Giane ergueu uma sobrancelha para mim e disparei-lhe com um sorriso sacana no canto da boca.

"E o que um bando de burro velho quer fazer juntos, hein?" ela falou. Depois permaneceu a fitar-me de esguelha, insistindo que eu continuasse sua linha de pensamento. Obedeci com prazer.

"Já tô vendo seu Silvério só na zoeira com os colegas, falando de mulher e tomando porre adoidado."

"Por que eu fui te trazer aqui pra casa mesmo, Fabinho?" O tom dele era um tanto envergonhado, porém bem-humorado em essência. "Agora a Giane vai ter um comparsa pra irritar os outros."

Que cintilância apoderou-se do olhar dela depois de tal afirmação! Senti seus movimentos mais dóceis que antes: a forma como indicava o funcionamento do aplicativo para o pai, a paciência com que corrigia seus erros... Parecia quase delicada, quase uma menina. Pois talvez o fosse, ainda que em tão curtos momentos. A vida prometia convivência diária para nós; estaria eu apto a descobrir esse lado secreto dela que por vezes transcendia sua postura rija?

Sua voz tornara-se até mais fina e serpenteava pelo ar não como ruído, mas como música. Sua fala era macia e carinhosa com o pai. Era como que as frases sorrissem ao deixar seus lábios. Instinto naturalmente feminino de ajudar, cuidar, curar. Como garoto imaturo postei-me a fitar suas atitudes com absoluta estaticidade. Ela fizera o mesmo comigo, não? Seu empenho em me tratar poderia ser visto de maneira igual por uma pessoa de fora? Igual na dedicação e na vontade?
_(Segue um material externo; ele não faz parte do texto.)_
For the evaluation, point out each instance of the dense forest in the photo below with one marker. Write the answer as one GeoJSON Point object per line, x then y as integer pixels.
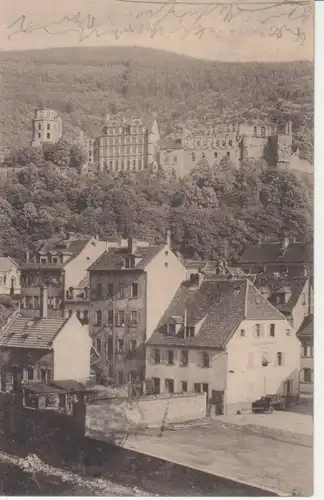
{"type": "Point", "coordinates": [84, 84]}
{"type": "Point", "coordinates": [212, 212]}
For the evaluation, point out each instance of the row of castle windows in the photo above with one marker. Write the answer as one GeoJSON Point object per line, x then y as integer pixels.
{"type": "Point", "coordinates": [121, 140]}
{"type": "Point", "coordinates": [123, 165]}
{"type": "Point", "coordinates": [122, 150]}
{"type": "Point", "coordinates": [203, 156]}
{"type": "Point", "coordinates": [203, 142]}
{"type": "Point", "coordinates": [128, 129]}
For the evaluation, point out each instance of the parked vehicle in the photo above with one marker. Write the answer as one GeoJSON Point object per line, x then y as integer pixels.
{"type": "Point", "coordinates": [269, 403]}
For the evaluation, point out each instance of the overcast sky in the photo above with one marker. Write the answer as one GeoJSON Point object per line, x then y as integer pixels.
{"type": "Point", "coordinates": [270, 33]}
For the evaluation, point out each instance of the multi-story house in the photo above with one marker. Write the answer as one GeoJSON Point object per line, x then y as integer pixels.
{"type": "Point", "coordinates": [130, 288]}
{"type": "Point", "coordinates": [288, 257]}
{"type": "Point", "coordinates": [234, 142]}
{"type": "Point", "coordinates": [61, 265]}
{"type": "Point", "coordinates": [43, 349]}
{"type": "Point", "coordinates": [128, 143]}
{"type": "Point", "coordinates": [9, 276]}
{"type": "Point", "coordinates": [306, 337]}
{"type": "Point", "coordinates": [47, 127]}
{"type": "Point", "coordinates": [222, 337]}
{"type": "Point", "coordinates": [294, 298]}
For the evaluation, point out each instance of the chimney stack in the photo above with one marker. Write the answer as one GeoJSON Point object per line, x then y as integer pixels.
{"type": "Point", "coordinates": [44, 301]}
{"type": "Point", "coordinates": [285, 243]}
{"type": "Point", "coordinates": [132, 246]}
{"type": "Point", "coordinates": [168, 238]}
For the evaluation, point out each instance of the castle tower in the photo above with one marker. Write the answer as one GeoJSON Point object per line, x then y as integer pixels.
{"type": "Point", "coordinates": [47, 127]}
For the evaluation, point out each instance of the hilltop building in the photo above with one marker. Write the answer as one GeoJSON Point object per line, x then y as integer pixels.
{"type": "Point", "coordinates": [43, 349]}
{"type": "Point", "coordinates": [222, 337]}
{"type": "Point", "coordinates": [128, 143]}
{"type": "Point", "coordinates": [60, 264]}
{"type": "Point", "coordinates": [229, 142]}
{"type": "Point", "coordinates": [306, 337]}
{"type": "Point", "coordinates": [9, 276]}
{"type": "Point", "coordinates": [130, 290]}
{"type": "Point", "coordinates": [274, 258]}
{"type": "Point", "coordinates": [47, 127]}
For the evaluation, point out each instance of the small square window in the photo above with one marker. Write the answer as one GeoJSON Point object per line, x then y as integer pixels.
{"type": "Point", "coordinates": [184, 386]}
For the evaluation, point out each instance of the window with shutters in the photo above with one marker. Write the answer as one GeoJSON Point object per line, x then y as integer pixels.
{"type": "Point", "coordinates": [205, 360]}
{"type": "Point", "coordinates": [280, 358]}
{"type": "Point", "coordinates": [133, 318]}
{"type": "Point", "coordinates": [184, 386]}
{"type": "Point", "coordinates": [258, 330]}
{"type": "Point", "coordinates": [307, 375]}
{"type": "Point", "coordinates": [134, 290]}
{"type": "Point", "coordinates": [110, 290]}
{"type": "Point", "coordinates": [120, 318]}
{"type": "Point", "coordinates": [110, 316]}
{"type": "Point", "coordinates": [98, 317]}
{"type": "Point", "coordinates": [184, 358]}
{"type": "Point", "coordinates": [250, 362]}
{"type": "Point", "coordinates": [157, 356]}
{"type": "Point", "coordinates": [170, 357]}
{"type": "Point", "coordinates": [121, 290]}
{"type": "Point", "coordinates": [120, 345]}
{"type": "Point", "coordinates": [272, 330]}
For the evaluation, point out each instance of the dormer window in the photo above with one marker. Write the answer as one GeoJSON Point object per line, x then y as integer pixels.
{"type": "Point", "coordinates": [190, 331]}
{"type": "Point", "coordinates": [171, 329]}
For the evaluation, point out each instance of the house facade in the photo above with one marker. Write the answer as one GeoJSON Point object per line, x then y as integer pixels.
{"type": "Point", "coordinates": [9, 276]}
{"type": "Point", "coordinates": [61, 265]}
{"type": "Point", "coordinates": [306, 337]}
{"type": "Point", "coordinates": [128, 143]}
{"type": "Point", "coordinates": [43, 349]}
{"type": "Point", "coordinates": [286, 257]}
{"type": "Point", "coordinates": [130, 288]}
{"type": "Point", "coordinates": [225, 339]}
{"type": "Point", "coordinates": [47, 127]}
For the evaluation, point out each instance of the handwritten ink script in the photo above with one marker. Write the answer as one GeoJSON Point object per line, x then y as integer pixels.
{"type": "Point", "coordinates": [185, 19]}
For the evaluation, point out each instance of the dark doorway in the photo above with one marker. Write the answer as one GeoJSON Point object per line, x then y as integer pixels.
{"type": "Point", "coordinates": [218, 402]}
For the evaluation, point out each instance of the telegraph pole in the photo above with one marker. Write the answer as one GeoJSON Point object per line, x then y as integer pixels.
{"type": "Point", "coordinates": [114, 333]}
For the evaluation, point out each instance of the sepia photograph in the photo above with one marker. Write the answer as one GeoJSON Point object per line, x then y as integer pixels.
{"type": "Point", "coordinates": [157, 248]}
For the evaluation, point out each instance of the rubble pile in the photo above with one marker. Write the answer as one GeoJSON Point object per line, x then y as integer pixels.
{"type": "Point", "coordinates": [99, 487]}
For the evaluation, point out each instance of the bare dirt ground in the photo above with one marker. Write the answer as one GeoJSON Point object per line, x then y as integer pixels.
{"type": "Point", "coordinates": [267, 457]}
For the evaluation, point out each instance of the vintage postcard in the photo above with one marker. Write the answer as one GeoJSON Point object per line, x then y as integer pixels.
{"type": "Point", "coordinates": [156, 248]}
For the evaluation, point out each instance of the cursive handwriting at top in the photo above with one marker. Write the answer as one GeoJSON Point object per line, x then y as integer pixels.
{"type": "Point", "coordinates": [181, 18]}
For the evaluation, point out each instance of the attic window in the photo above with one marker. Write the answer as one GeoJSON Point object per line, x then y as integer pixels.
{"type": "Point", "coordinates": [171, 329]}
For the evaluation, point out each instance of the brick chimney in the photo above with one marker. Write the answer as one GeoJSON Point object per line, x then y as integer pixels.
{"type": "Point", "coordinates": [132, 245]}
{"type": "Point", "coordinates": [168, 238]}
{"type": "Point", "coordinates": [285, 243]}
{"type": "Point", "coordinates": [43, 301]}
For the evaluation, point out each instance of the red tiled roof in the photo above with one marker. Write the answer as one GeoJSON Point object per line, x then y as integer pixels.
{"type": "Point", "coordinates": [31, 334]}
{"type": "Point", "coordinates": [114, 258]}
{"type": "Point", "coordinates": [307, 327]}
{"type": "Point", "coordinates": [222, 305]}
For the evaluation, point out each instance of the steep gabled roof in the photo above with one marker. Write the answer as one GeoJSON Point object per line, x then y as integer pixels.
{"type": "Point", "coordinates": [7, 263]}
{"type": "Point", "coordinates": [307, 327]}
{"type": "Point", "coordinates": [293, 286]}
{"type": "Point", "coordinates": [32, 333]}
{"type": "Point", "coordinates": [115, 257]}
{"type": "Point", "coordinates": [263, 254]}
{"type": "Point", "coordinates": [219, 306]}
{"type": "Point", "coordinates": [295, 253]}
{"type": "Point", "coordinates": [298, 253]}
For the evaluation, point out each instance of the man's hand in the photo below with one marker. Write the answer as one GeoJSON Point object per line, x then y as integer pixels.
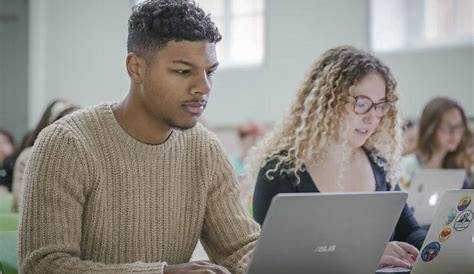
{"type": "Point", "coordinates": [398, 254]}
{"type": "Point", "coordinates": [196, 267]}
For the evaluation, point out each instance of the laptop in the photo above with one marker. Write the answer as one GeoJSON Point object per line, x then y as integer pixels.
{"type": "Point", "coordinates": [309, 233]}
{"type": "Point", "coordinates": [426, 188]}
{"type": "Point", "coordinates": [449, 244]}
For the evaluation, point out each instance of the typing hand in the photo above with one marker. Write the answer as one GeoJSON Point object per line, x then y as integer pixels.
{"type": "Point", "coordinates": [398, 254]}
{"type": "Point", "coordinates": [196, 267]}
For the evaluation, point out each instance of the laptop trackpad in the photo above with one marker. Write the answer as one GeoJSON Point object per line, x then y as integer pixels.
{"type": "Point", "coordinates": [393, 270]}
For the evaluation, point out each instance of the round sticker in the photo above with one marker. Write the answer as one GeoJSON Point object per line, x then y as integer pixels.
{"type": "Point", "coordinates": [445, 233]}
{"type": "Point", "coordinates": [405, 183]}
{"type": "Point", "coordinates": [463, 220]}
{"type": "Point", "coordinates": [430, 251]}
{"type": "Point", "coordinates": [451, 216]}
{"type": "Point", "coordinates": [464, 203]}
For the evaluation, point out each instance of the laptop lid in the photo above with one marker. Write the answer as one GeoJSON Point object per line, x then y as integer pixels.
{"type": "Point", "coordinates": [326, 233]}
{"type": "Point", "coordinates": [426, 189]}
{"type": "Point", "coordinates": [449, 244]}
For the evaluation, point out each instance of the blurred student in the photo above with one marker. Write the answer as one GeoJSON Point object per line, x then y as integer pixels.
{"type": "Point", "coordinates": [442, 138]}
{"type": "Point", "coordinates": [342, 135]}
{"type": "Point", "coordinates": [54, 111]}
{"type": "Point", "coordinates": [7, 149]}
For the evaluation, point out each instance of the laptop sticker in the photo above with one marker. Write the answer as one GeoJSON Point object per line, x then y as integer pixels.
{"type": "Point", "coordinates": [445, 234]}
{"type": "Point", "coordinates": [463, 220]}
{"type": "Point", "coordinates": [464, 203]}
{"type": "Point", "coordinates": [430, 251]}
{"type": "Point", "coordinates": [451, 216]}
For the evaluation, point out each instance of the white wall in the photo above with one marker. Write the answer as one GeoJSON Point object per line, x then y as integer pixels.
{"type": "Point", "coordinates": [424, 74]}
{"type": "Point", "coordinates": [78, 51]}
{"type": "Point", "coordinates": [79, 47]}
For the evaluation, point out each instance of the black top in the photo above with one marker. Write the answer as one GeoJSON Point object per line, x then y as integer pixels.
{"type": "Point", "coordinates": [406, 230]}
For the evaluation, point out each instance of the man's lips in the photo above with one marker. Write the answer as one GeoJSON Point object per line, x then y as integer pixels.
{"type": "Point", "coordinates": [195, 107]}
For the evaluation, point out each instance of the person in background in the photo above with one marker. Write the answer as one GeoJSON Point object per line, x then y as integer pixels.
{"type": "Point", "coordinates": [442, 138]}
{"type": "Point", "coordinates": [54, 111]}
{"type": "Point", "coordinates": [249, 134]}
{"type": "Point", "coordinates": [470, 159]}
{"type": "Point", "coordinates": [342, 134]}
{"type": "Point", "coordinates": [410, 135]}
{"type": "Point", "coordinates": [7, 149]}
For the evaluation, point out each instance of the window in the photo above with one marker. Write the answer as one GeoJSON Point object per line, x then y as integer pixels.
{"type": "Point", "coordinates": [241, 23]}
{"type": "Point", "coordinates": [405, 24]}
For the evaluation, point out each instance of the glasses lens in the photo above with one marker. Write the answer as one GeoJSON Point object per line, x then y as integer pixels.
{"type": "Point", "coordinates": [362, 105]}
{"type": "Point", "coordinates": [382, 109]}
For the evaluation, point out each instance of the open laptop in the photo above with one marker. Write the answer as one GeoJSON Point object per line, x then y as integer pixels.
{"type": "Point", "coordinates": [449, 244]}
{"type": "Point", "coordinates": [426, 188]}
{"type": "Point", "coordinates": [309, 233]}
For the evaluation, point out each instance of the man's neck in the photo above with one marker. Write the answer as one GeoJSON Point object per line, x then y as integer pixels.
{"type": "Point", "coordinates": [132, 117]}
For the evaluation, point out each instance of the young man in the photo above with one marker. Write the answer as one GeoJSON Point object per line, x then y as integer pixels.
{"type": "Point", "coordinates": [131, 187]}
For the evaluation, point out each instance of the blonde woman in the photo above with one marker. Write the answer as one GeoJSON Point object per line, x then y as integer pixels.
{"type": "Point", "coordinates": [443, 137]}
{"type": "Point", "coordinates": [342, 134]}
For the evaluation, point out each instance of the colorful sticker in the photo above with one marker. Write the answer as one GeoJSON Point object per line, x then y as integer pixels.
{"type": "Point", "coordinates": [430, 251]}
{"type": "Point", "coordinates": [464, 203]}
{"type": "Point", "coordinates": [463, 220]}
{"type": "Point", "coordinates": [420, 188]}
{"type": "Point", "coordinates": [451, 216]}
{"type": "Point", "coordinates": [405, 183]}
{"type": "Point", "coordinates": [445, 234]}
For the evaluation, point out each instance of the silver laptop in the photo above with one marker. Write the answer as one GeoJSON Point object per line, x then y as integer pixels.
{"type": "Point", "coordinates": [426, 189]}
{"type": "Point", "coordinates": [449, 244]}
{"type": "Point", "coordinates": [326, 233]}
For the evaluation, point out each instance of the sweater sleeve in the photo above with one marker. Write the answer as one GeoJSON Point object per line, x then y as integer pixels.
{"type": "Point", "coordinates": [229, 234]}
{"type": "Point", "coordinates": [57, 180]}
{"type": "Point", "coordinates": [18, 179]}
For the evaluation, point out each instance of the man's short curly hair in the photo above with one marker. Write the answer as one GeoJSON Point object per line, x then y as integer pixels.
{"type": "Point", "coordinates": [153, 23]}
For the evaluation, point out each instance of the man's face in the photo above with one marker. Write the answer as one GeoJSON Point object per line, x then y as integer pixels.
{"type": "Point", "coordinates": [176, 82]}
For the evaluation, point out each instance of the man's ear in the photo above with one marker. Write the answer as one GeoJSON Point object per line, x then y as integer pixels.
{"type": "Point", "coordinates": [136, 67]}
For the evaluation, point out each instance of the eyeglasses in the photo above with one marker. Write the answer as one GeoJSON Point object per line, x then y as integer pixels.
{"type": "Point", "coordinates": [363, 104]}
{"type": "Point", "coordinates": [449, 129]}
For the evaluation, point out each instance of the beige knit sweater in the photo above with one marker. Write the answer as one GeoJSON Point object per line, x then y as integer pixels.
{"type": "Point", "coordinates": [98, 201]}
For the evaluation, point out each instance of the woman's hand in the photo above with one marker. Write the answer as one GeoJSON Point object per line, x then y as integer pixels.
{"type": "Point", "coordinates": [398, 254]}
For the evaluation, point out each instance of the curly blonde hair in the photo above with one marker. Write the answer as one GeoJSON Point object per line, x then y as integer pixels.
{"type": "Point", "coordinates": [316, 117]}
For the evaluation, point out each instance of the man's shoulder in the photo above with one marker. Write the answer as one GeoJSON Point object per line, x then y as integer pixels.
{"type": "Point", "coordinates": [200, 135]}
{"type": "Point", "coordinates": [80, 124]}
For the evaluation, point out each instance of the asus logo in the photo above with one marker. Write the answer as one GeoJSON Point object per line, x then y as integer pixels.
{"type": "Point", "coordinates": [325, 249]}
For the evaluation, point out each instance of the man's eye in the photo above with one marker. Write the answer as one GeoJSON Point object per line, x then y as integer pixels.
{"type": "Point", "coordinates": [211, 73]}
{"type": "Point", "coordinates": [183, 71]}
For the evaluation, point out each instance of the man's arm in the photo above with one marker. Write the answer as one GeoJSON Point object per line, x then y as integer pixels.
{"type": "Point", "coordinates": [57, 180]}
{"type": "Point", "coordinates": [229, 233]}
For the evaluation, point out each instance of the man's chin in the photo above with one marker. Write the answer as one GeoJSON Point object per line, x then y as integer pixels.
{"type": "Point", "coordinates": [184, 126]}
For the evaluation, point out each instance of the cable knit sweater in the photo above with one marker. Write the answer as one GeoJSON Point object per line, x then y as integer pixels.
{"type": "Point", "coordinates": [98, 201]}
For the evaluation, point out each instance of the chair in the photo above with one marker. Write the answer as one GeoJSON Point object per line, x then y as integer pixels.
{"type": "Point", "coordinates": [9, 221]}
{"type": "Point", "coordinates": [9, 252]}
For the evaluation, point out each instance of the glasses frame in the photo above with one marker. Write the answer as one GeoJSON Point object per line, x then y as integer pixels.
{"type": "Point", "coordinates": [372, 105]}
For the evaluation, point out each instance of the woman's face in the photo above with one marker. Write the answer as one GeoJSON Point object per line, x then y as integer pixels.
{"type": "Point", "coordinates": [6, 148]}
{"type": "Point", "coordinates": [368, 94]}
{"type": "Point", "coordinates": [450, 131]}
Veja bem que há certas mulheres que um homem é incapaz de florear com palavras. Terminam por ser estas mesmas as detentoras finais de sua razão ou ausência dela. Naquela época eu sequer imaginava tal possibilidade, mas talvez a forma vidrada com que eu acompanhava a "aula" que Giane dava ao pai deveria ter sido um alerta.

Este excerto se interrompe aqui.